Did you know that one year olds can play on their own for up to 20 minutes? While you might look at this as the much needed bathroom break, it is also the break that helps your little one explore and discover the world a few minutes at a time.
So how can you help with this journey of exploration and self -discovery? Like everything else with little kids, it does not happen magically or overnight. You have to have patience and be flexible as they grow and go back and forth between testing the independence and drawing back to the safety of being with adults who will engage or entertain.
Set up a child safe space – While you might briefly plonk your little one on the couch for a snack, it might not be safe enough for you to let go.
You should have the space childproofed and make sure they cannot stick their little fingers into anything or pull something on to themselves.
Make sure the toys, books, games or whatever interests them is well within reach or else they will give up in frustration.
Make it interesting – Putting the child in front of a screen to keep them there does not count as solo play. In fact you may harm any chances of solo play with a screen.
Encourage imaginative play with toys that are more about the child themselves. A set of stacking blocks can be a tower or a Toy Clock or just small houses in a row or just cake at a pretend party. Let them interpret the world and discover their own imagination.
Explore learning activities but ensure they can they can dig into by themselves. You'll have more success teaching them how to play alone.
You can do more than read
Structure – Your little munchkin might fight sleep to the end every day, but believe us, they like the routine you provide by doing the same thing every day. Routine builds rhythm and makes it easier on the child.

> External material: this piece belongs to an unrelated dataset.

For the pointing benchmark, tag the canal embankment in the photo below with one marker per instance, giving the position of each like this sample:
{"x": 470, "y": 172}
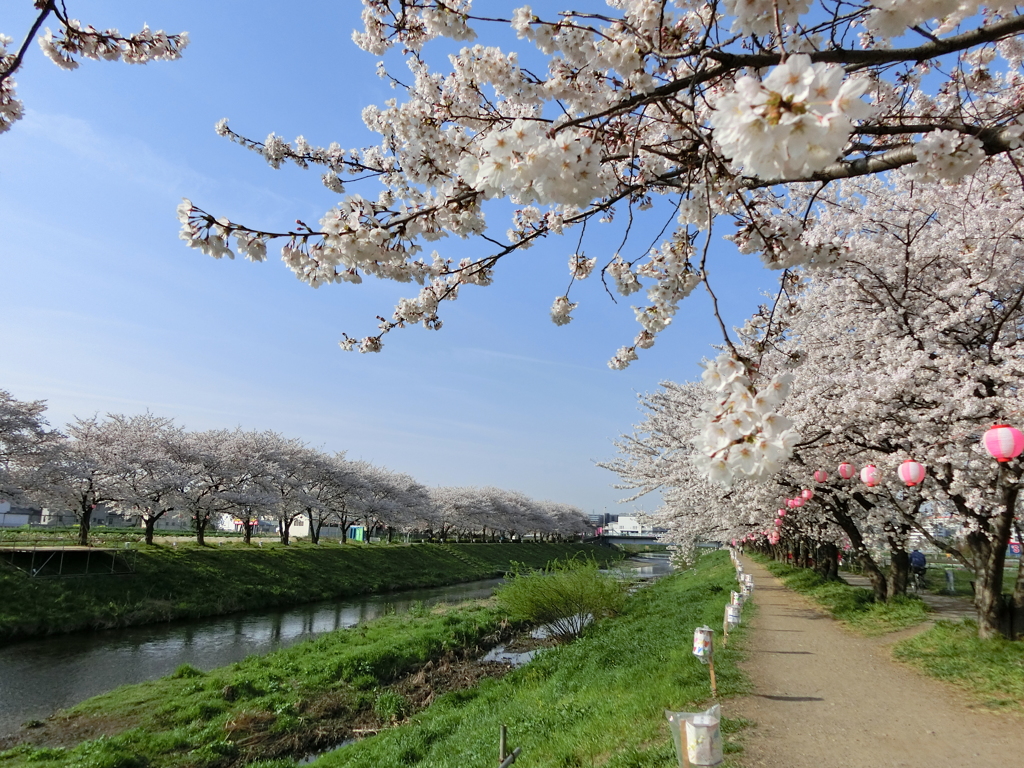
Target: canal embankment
{"x": 186, "y": 581}
{"x": 411, "y": 681}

You can schedule solo play everyday but try and keep the time and duration more or less the same. It can be just before their dinner or just after breakfast.
If they know what to expect, they look forward to it and adjust better.
Do not overwhelm – If you put out too many items it may be counterproductive as the child may feel overwhelmed and get agitated.
Put out two or three different things that you believe they would like to explore and examine. A ball, a set of nesting blocks, maybe a book that they enjoy is more than enough variety for solo play exploration.
Stay close by – While that bath room break is ok, you cannot leave the child alone, especially not initially. It is in the interest of child safety and also their emotional security.
If you can for instance, work in the kitchen while they entertain themselves with the little plastic storage containers or spoons etc. you can keep an eye on them and they feel secure enough by having you in sight.
The older they get the longer you can leave them alone to explore.
Be firm - The charming little rouges will draw you in with their charm and persistence. This is your time to resist the charm firmly but gently.
If they hand you a toy, wishing to engage you, acknowledge it, but hand it back and carry on with your work ( pretend or otherwise). If you do it consistently, they will learn that it is not always a good idea to engage with you and learn to play solo.
Patience is the key - Nothing with children goes exactly as expected. There will be days when they enjoy solo play and there might be days when no amount of effort can peel them away from you even for a minute.
Have patience and persist. Remember it is as much in their interest as it is in the interest of a little peace and quiet for you.
Play has many more functions in a child’s world other than just entertainment. Let your child explore the world and grow one-toy-at –a time. Solo play is the base on which self-dependence, imagination, self-confidence is based. And you also get that crucial bathroom break. A win –win for everyone!!